TF-A: Fix BL31 linker script error

The patch fixes BL31 linker script error
"Init code ends past the end of the stacks"
for platforms with number of CPUs less than 4,
which is caused by __STACKS_END__ address being
lower than __INIT_CODE_END__.
The modified BL31 linker script detects such cases
and increases the total amount of stack memory,
setting __STACKS_END__ = __INIT_CODE_END__, and
CPUs' stacks are calculated by BL31 'plat_get_my_stack'
function accordingly. For platforms with more than 4 CPUs
and __INIT_CODE_END__ < __STACKS_END__ stack memory does not
increase and allocated CPUs' stacks match the existing
implementation.
The patch removes exclusion of PSCI initialization
functions from the reclaimed .init section in
'arm_reclaim_init.ld.S' script, which increases the
size of reclaimed memory region.

Change-Id: I927773e00dd84e1ffe72f9ee534f4f2fc7b6153c
Signed-off-by: Alexei Fedorov <Alexei.Fedorov@arm.com>
diff --git a/include/common/bl_common.ld.h b/include/common/bl_common.ld.h
index 97fed72..208e3d6 100644
--- a/include/common/bl_common.ld.h
+++ b/include/common/bl_common.ld.h
@@ -101,12 +101,14 @@
 		__DATA_END__ = .;			\
 	}
 
+#if !(defined(IMAGE_BL31) && RECLAIM_INIT_CODE)

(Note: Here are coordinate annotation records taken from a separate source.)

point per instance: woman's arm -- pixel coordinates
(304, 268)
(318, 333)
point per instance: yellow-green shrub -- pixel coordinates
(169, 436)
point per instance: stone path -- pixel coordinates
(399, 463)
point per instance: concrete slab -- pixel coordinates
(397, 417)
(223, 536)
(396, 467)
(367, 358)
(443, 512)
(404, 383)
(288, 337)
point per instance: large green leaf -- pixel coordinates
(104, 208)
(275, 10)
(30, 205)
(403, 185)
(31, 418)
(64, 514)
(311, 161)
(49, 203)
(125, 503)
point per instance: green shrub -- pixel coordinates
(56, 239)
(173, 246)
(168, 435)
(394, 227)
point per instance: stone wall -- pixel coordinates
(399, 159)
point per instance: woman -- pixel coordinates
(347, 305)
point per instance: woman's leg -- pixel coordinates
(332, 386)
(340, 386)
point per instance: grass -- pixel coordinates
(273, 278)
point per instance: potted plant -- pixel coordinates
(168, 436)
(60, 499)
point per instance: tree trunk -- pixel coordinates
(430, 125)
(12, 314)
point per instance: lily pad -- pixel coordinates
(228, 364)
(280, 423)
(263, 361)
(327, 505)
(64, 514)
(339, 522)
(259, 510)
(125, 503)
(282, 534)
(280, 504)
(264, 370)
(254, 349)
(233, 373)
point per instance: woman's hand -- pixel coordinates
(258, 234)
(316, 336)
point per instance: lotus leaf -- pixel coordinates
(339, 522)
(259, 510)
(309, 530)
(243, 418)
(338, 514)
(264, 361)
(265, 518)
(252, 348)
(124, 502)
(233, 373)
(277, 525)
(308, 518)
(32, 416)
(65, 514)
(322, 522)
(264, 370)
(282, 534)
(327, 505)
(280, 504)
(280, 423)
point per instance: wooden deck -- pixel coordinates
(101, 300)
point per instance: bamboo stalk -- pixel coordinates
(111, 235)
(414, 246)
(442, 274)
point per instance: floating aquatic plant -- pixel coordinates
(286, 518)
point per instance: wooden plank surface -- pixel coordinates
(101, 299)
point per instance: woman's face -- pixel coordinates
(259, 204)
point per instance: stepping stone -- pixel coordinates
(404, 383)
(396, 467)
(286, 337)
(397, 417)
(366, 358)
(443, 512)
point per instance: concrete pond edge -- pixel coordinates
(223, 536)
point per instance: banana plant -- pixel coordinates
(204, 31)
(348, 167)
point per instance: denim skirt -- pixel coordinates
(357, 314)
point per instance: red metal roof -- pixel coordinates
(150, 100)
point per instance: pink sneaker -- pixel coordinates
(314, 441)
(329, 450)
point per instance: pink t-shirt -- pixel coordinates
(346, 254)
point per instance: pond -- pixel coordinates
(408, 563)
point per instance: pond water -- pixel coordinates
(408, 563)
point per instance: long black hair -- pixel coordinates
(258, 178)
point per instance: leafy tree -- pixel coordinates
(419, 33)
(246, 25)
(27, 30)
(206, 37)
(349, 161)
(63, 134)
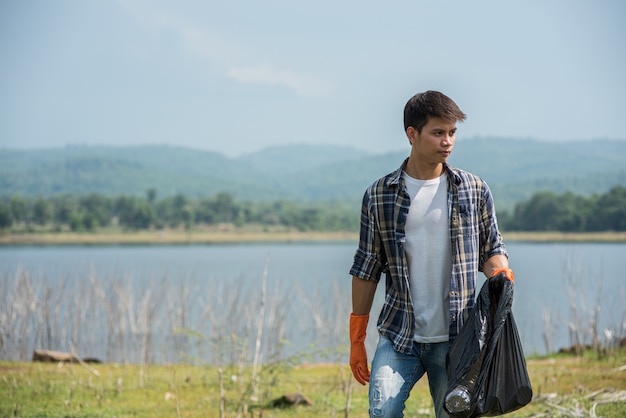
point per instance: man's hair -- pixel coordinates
(430, 104)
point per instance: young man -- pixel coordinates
(430, 228)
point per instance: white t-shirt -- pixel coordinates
(429, 257)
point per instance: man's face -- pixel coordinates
(434, 144)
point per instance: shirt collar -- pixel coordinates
(394, 178)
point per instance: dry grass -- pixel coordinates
(230, 234)
(564, 386)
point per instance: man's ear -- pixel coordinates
(411, 133)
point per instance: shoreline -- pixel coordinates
(176, 237)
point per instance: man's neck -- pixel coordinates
(423, 171)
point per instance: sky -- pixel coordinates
(237, 76)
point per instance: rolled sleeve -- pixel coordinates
(366, 266)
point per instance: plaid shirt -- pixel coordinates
(474, 238)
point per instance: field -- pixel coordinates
(231, 234)
(564, 385)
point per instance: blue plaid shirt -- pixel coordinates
(474, 238)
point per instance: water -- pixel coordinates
(204, 302)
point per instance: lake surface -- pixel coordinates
(211, 303)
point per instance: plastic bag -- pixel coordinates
(487, 372)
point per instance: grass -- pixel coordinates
(251, 233)
(564, 386)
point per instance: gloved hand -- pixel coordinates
(507, 272)
(358, 354)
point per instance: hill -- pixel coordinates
(515, 169)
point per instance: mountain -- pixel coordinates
(514, 169)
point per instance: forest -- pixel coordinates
(544, 211)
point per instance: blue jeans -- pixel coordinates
(394, 374)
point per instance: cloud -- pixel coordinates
(236, 61)
(266, 74)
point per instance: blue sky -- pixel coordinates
(238, 76)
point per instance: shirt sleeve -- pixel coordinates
(369, 261)
(491, 240)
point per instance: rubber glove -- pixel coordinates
(358, 354)
(507, 272)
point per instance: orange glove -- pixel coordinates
(507, 272)
(358, 354)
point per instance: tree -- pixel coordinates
(19, 209)
(5, 216)
(42, 211)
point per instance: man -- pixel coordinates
(430, 228)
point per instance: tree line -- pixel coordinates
(544, 211)
(92, 211)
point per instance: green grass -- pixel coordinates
(564, 386)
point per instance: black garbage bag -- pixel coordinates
(487, 372)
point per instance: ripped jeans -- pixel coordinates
(394, 374)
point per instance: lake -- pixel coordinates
(212, 303)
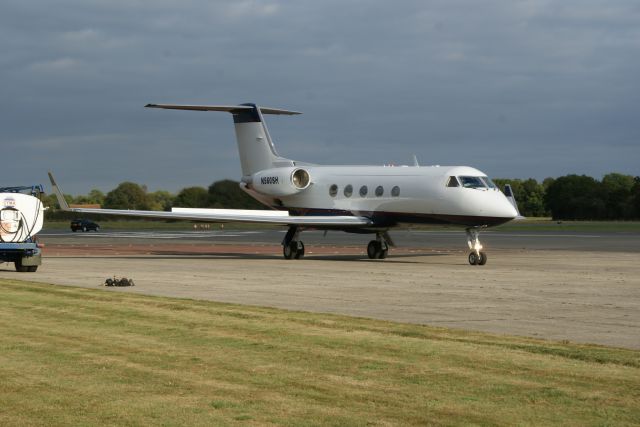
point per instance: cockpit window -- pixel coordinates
(453, 182)
(472, 182)
(488, 182)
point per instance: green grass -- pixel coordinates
(71, 356)
(547, 224)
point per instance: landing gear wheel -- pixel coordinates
(483, 258)
(289, 250)
(373, 249)
(377, 250)
(473, 258)
(299, 250)
(293, 250)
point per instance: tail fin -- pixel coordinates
(256, 149)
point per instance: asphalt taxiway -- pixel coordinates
(581, 287)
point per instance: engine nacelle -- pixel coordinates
(281, 181)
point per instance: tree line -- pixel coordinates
(570, 197)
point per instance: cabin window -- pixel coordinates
(472, 182)
(488, 182)
(453, 182)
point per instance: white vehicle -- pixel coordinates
(356, 199)
(21, 218)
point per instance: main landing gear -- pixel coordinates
(476, 257)
(292, 248)
(379, 248)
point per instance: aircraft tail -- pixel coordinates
(256, 149)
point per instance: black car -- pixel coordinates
(84, 225)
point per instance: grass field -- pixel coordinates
(71, 356)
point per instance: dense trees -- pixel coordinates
(579, 197)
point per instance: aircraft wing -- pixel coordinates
(223, 215)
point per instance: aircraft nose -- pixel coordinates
(507, 209)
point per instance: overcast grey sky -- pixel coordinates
(515, 88)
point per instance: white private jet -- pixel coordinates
(355, 199)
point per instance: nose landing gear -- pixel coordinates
(379, 248)
(292, 248)
(476, 257)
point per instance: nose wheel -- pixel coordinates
(379, 248)
(292, 248)
(476, 257)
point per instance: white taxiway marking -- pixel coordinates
(162, 235)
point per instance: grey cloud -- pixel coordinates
(516, 88)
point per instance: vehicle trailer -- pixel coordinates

 #define STACK_SECTION					\
 	stacks (NOLOAD) : {				\
 		__STACKS_START__ = .;			\
 		*(tzfw_normal_stacks)			\
 		__STACKS_END__ = .;			\
 	}
+#endif
 
 /*
  * If BL doesn't use any bakery lock then __PERCPU_BAKERY_LOCK_SIZE__
diff --git a/include/plat/arm/common/arm_reclaim_init.ld.S b/include/plat/arm/common/arm_reclaim_init.ld.S
index b5bf473..03976f3 100644
--- a/include/plat/arm/common/arm_reclaim_init.ld.S
+++ b/include/plat/arm/common/arm_reclaim_init.ld.S
@@ -1,5 +1,5 @@
 /*
- * Copyright (c) 2017-2019, ARM Limited and Contributors. All rights reserved.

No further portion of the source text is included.